It had been 15+ years since I'd taken a First Aid course, but I recently enrolled and found my knowledge woefully out of date.
Last week, I took the Comprehensive First Aid course offered by the Red Cross in Invercargill. It was 12 hours of nonstop instruction, scenarios, practice and testing - plus a few laughs thrown in for good measure. The course took place over 1 1/2 days and was held in their Gala Street location.
Jayne McAllister, Red Cross Training Coordinator for Invercargill, ably led the course. Rarely do I find an instructor who has all the answers. But for every question she fielded from us, she provided the latest information and research along with personal stories and experience. In short, she knew her stuff. Her passion and skill for teaching others to act intelligently in emergency situations was obvious, and I felt fortunate that she was our instructor. She was also training a new instructor, Andrea, in the process.

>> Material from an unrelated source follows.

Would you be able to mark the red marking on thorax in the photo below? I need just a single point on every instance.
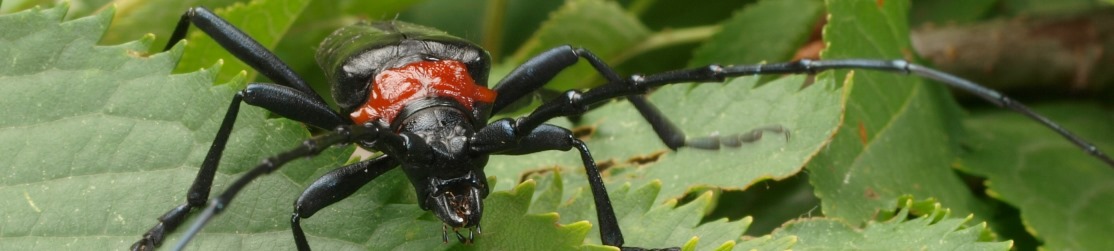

So how has First Aid changed in 15 years? Well, for one thing the Heimlich maneuver is out. In the event of someone choking, this was a method of abdominal thrusts to help expel the object. However, such thrusts can lead to abdominal injuries, fractured ribs and damage to the xiphoid process (which can break off and puncture your diaphragm). Instead, we were taught to do chest thrusts. These are safer and easier to do especially if you are helping someone who is very big around the middle.
CPR used to entail different combinations of compressions and breaths for adults, children and infants. These combinations were really hard to remember (I had completely forgotten them after 15 years), so it's been streamlined - 30 compressions and 2 breaths for all ages.
This course also covered the use of a community defibrillator or AED. I'm sure these never existed 15 years ago for ordinary folks like you and me.
But how does it work? Apparently, these machines, which are about the size of a purse or handbag, are designed for public use in the case of a person whose heart has gone into fibrillation. This means the heart has appeared to stop but is actually quivering and can't get back onto its normal rhythm. A defibrillator will stop this quivering in an attempt to get the heart to re-set itself and begin pumping blood again.
What I didn't know was that these lifesaving machines are foolproof. They have a recorded voice that talks you through the process of how to apply the leads to the person's chest. The machine senses what is happening with the heart and won't proceed with an electrical charge unless it detects fibrillation. So thankfully, it's not up to the first aider to make that decision. However, a first aider will still need to give compressions and breaths in between shocks, but the machine instructs you when to start and stop. As mentioned in the Otautau News & Views, our community defibrillator is located at the Fire Station.